Stages

Spex is deliberately designed to break processing into a series of discrete and individually verifiable stages.

Stage artifacts

Each stage generate one or more files as its output. These files are referred to by their stage elsewhere in documentation. Each stage’s output is presently a file of a different file type, but this may change in the future, as possibly additional steps of processing are added. Thus it is better to refer to a document by its stage than file type.

  • Stage 0 - the NVMe specification document (in docx)

  • Stage 1 - the HTML file containing an extract of all table-like figures from stage 0.

  • Stage 2 - the JSON document representing all data-structures found in the document.
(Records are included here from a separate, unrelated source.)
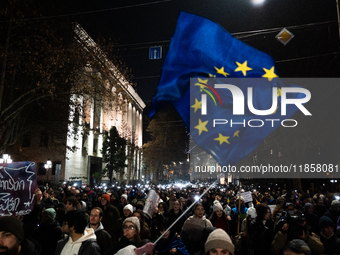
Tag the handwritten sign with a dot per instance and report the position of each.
(18, 182)
(150, 203)
(247, 196)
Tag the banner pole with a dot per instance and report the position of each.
(184, 213)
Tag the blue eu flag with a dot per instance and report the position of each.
(201, 49)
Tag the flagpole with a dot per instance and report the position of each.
(159, 238)
(239, 207)
(338, 13)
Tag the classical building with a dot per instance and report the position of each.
(89, 123)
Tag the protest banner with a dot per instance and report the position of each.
(18, 182)
(246, 196)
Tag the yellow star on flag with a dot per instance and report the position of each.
(269, 73)
(201, 126)
(221, 71)
(222, 139)
(243, 67)
(275, 110)
(197, 105)
(201, 83)
(237, 134)
(279, 92)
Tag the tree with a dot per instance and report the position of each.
(169, 142)
(114, 154)
(43, 62)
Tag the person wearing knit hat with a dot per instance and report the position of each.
(12, 225)
(134, 220)
(123, 196)
(330, 242)
(12, 239)
(107, 197)
(50, 212)
(218, 218)
(297, 247)
(217, 206)
(219, 241)
(251, 212)
(48, 232)
(312, 219)
(325, 222)
(111, 216)
(333, 212)
(128, 210)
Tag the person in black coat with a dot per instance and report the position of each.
(48, 233)
(261, 230)
(174, 214)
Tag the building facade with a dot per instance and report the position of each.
(78, 153)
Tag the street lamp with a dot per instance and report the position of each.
(6, 159)
(48, 165)
(258, 2)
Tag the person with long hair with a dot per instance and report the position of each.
(261, 230)
(144, 227)
(192, 232)
(218, 218)
(170, 243)
(174, 213)
(130, 240)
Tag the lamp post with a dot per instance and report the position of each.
(6, 158)
(48, 165)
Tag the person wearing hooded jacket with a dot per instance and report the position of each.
(79, 240)
(261, 230)
(192, 232)
(12, 238)
(48, 233)
(219, 242)
(103, 237)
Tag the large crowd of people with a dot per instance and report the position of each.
(69, 220)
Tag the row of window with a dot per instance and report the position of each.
(26, 141)
(56, 168)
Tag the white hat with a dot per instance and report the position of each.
(252, 212)
(134, 220)
(128, 207)
(242, 199)
(217, 206)
(219, 239)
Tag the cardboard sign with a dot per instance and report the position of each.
(18, 182)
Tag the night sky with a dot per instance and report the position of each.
(138, 25)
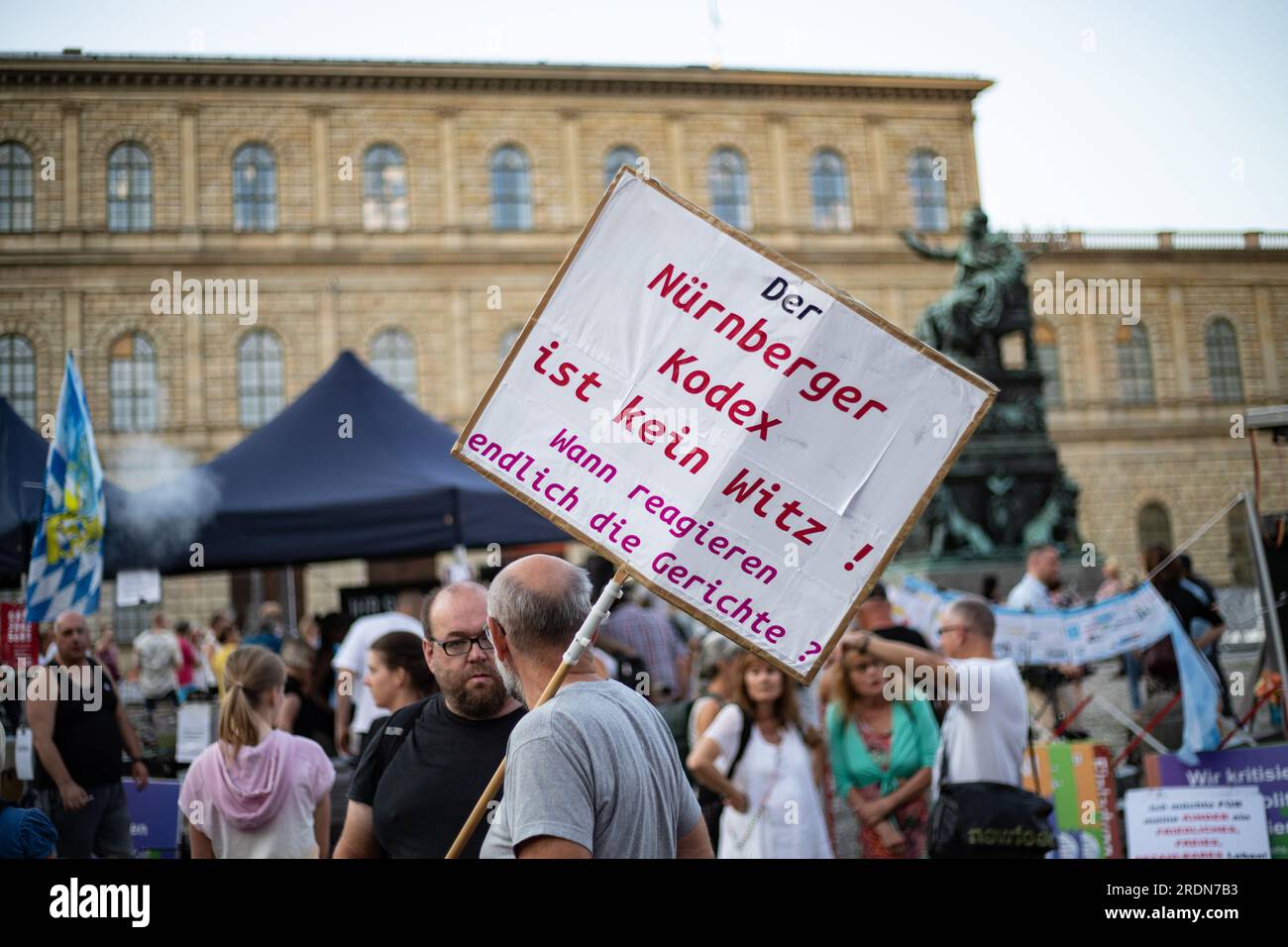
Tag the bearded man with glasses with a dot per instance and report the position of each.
(425, 768)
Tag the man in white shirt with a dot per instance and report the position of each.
(1041, 579)
(1035, 591)
(351, 664)
(159, 657)
(986, 729)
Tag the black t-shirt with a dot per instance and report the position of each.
(903, 634)
(314, 722)
(85, 733)
(433, 781)
(1159, 659)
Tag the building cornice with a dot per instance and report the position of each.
(50, 71)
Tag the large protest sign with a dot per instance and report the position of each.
(1125, 622)
(1211, 822)
(748, 442)
(1265, 768)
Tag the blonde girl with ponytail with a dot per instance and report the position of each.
(258, 791)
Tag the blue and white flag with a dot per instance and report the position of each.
(67, 554)
(1201, 696)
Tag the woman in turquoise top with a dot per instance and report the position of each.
(883, 751)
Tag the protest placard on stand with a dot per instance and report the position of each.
(1186, 822)
(748, 442)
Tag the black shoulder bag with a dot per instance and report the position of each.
(712, 802)
(990, 819)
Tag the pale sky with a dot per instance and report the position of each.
(1150, 115)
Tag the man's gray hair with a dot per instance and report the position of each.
(975, 613)
(451, 590)
(540, 618)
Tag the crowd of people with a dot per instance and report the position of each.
(664, 740)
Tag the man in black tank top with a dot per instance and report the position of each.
(78, 729)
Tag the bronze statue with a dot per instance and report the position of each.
(988, 299)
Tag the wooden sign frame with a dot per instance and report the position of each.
(805, 275)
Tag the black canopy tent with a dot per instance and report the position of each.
(349, 471)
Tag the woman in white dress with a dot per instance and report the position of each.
(776, 770)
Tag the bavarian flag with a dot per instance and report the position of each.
(67, 554)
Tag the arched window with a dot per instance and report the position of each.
(129, 188)
(511, 191)
(1153, 526)
(726, 176)
(928, 200)
(618, 157)
(1134, 367)
(254, 188)
(259, 377)
(393, 357)
(1225, 376)
(384, 188)
(1048, 361)
(18, 375)
(829, 189)
(17, 200)
(133, 382)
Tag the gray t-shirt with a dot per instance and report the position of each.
(595, 766)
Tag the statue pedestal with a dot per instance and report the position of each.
(1006, 489)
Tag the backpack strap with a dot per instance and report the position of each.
(743, 738)
(393, 735)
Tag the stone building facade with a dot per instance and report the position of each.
(413, 213)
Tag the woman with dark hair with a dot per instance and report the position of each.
(1159, 659)
(397, 672)
(773, 780)
(883, 753)
(258, 791)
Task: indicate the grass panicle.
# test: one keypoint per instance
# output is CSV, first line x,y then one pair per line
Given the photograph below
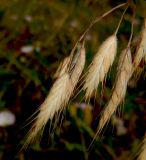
x,y
124,73
62,67
100,65
60,93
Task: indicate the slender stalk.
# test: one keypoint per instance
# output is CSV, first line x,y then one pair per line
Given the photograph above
x,y
99,18
92,24
121,20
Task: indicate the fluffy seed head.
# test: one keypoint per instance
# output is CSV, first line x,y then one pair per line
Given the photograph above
x,y
60,92
62,67
100,65
58,97
124,73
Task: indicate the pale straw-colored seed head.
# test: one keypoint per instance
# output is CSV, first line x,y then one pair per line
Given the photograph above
x,y
55,101
62,67
123,75
59,94
142,155
100,65
141,48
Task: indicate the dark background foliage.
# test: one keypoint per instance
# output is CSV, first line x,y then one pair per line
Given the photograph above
x,y
34,37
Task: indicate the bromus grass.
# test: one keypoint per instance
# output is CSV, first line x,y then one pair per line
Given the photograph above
x,y
69,72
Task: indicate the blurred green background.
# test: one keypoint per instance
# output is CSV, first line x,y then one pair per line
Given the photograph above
x,y
35,36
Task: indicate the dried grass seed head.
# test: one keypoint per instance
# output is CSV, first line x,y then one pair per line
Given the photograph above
x,y
100,65
123,75
59,94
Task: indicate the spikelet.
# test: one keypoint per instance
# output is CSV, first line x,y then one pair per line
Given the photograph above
x,y
59,94
142,155
125,71
100,65
62,67
141,48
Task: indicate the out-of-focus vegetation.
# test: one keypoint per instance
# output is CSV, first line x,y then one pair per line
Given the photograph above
x,y
34,37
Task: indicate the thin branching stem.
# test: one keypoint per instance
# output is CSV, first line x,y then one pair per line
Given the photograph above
x,y
92,24
121,20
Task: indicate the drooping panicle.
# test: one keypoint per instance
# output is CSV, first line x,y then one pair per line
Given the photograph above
x,y
125,70
100,65
60,93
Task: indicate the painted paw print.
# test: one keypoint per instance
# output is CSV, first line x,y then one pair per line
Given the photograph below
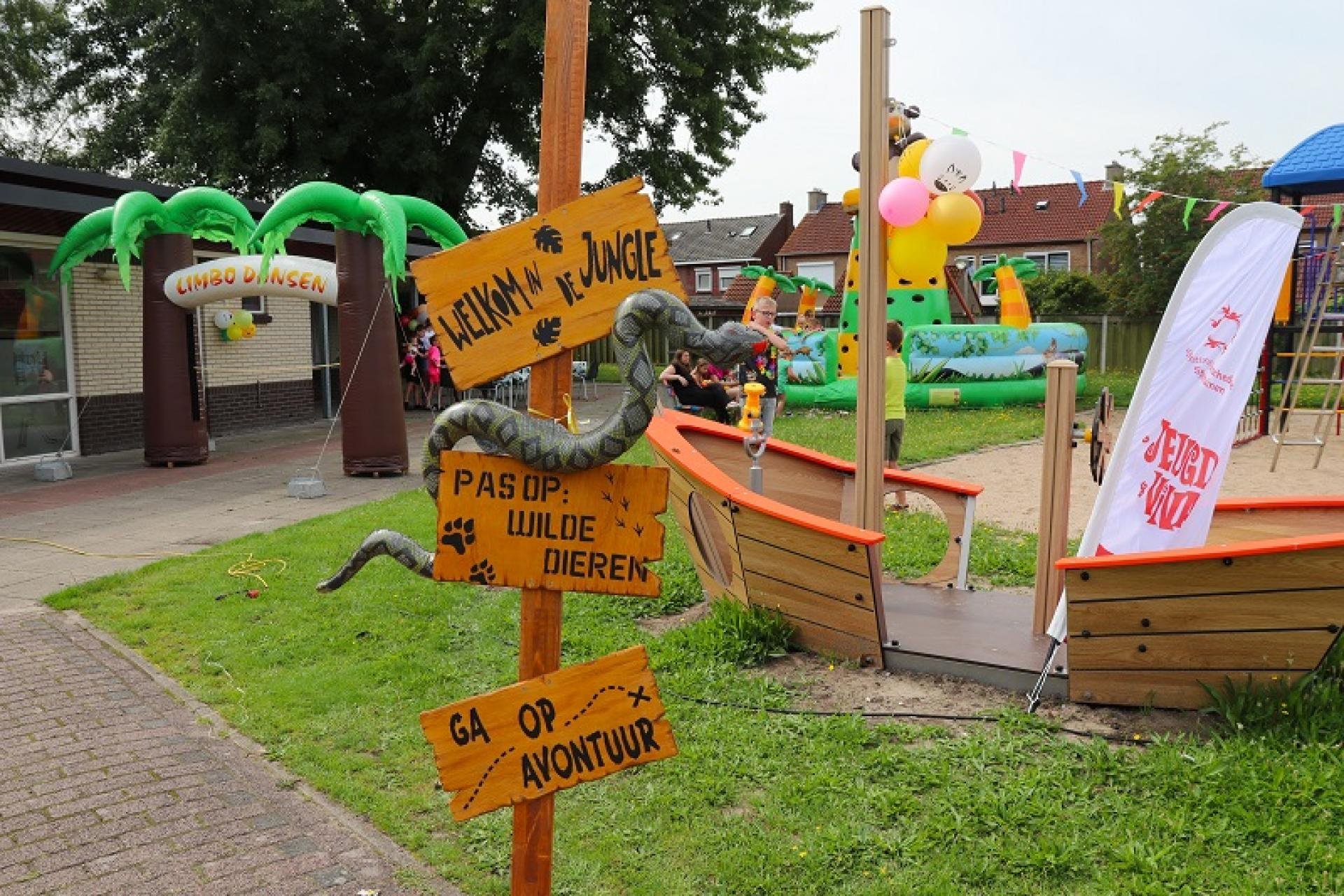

These are either enum-like pairs of names and assigned codes/values, or struct-like data-structures, where each field is decribed by its range and field name.

Why organize the program into stages?

Breaking the program into distinct stages is beneficial to development and testing/verifying the output produced. However, it also has an important benefit to users: the ability to opt-out at any point of processing.

Each step of processing makes the output more predictable and easy to process, but it also throws away information. For example, in processing the docx document to HTML, spex throws away every graphic and text between the tables.

In producing the stage 2 output, the data-structure model, Spex discards supplementary text, figure headers, table section headers and so on. Each stage further refines the data, but discards other data in the process.